Workers at an Amazon warehouse in Bessemer, Alabama voted in April not to form a union. But they were granted a rare second vote last month after the NLRB concluded that Amazon had interfered with organising efforts.
And some efforts have been dragging on for months. Workers at four Kellogg’s plants have been striking since early October. Kellogg’s said it would start hiring permanent replacements after a majority of workers voted against the latest contract offer,
Benefits and drawbacks
Union membership has long been attractive to workers with its promise of better wages and job security.
Union members’ wages are more than 11 percent higher on average than those of their non-unionised peers, according to a study by the progressive think-tank the Economic Policy Institute.
And the benefits extend beyond individual workers, said Bronfenbrenner. “The upsides of stronger unions are a more democratic society,” she said. “When you have stronger unions, you have less inequality in society. You have less discrimination. You have less corporate abuse of power.”

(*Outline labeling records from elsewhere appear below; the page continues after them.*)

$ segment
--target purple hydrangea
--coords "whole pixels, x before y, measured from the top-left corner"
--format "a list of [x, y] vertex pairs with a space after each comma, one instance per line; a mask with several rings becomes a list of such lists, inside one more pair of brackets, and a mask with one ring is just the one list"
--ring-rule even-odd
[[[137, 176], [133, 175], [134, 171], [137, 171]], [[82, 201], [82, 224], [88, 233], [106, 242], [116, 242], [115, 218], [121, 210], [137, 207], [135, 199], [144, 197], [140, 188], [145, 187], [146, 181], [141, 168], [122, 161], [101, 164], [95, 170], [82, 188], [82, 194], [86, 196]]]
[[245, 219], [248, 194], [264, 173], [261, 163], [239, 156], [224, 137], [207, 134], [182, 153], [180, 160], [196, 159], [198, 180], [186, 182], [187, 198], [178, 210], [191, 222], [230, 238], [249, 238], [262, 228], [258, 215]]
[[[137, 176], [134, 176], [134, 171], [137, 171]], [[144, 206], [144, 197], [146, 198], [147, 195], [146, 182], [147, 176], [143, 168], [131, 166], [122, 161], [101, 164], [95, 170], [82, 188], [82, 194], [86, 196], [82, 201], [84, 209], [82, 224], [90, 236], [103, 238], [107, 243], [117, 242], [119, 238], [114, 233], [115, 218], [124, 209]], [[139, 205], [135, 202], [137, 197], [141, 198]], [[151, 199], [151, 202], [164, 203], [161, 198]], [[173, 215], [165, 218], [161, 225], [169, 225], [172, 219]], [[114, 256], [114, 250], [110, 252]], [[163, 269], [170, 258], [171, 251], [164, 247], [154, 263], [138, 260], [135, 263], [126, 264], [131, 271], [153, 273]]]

Bronfenbrenner added that the only downsides are “for those who are making money at the expense of working people in this country”.
But some economists strongly disagree, saying that union contracts can feed inflation for US consumers, and even leave workers worse off.
“In the private sector, if you have a union … consumers may end up being the ones footing the bill in the form of higher prices,” said Veronique de Rugy, an economist and senior research fellow at the libertarian think-tank Mercatus Center at George Mason University.
“Often, private-sector unions end up raising the labour cost in ways that may end up being detrimental to workers,” de Rugy told Al Jazeera, noting that payment of union fees can be a condition of employment, while firms may simply decide to outsource jobs overseas or, like Boeing did last year, move jobs from union-friendly states to less union-friendly ones.
“The thing that’s best for employees, especially lower-wage employees, is a vibrant economy,” she said.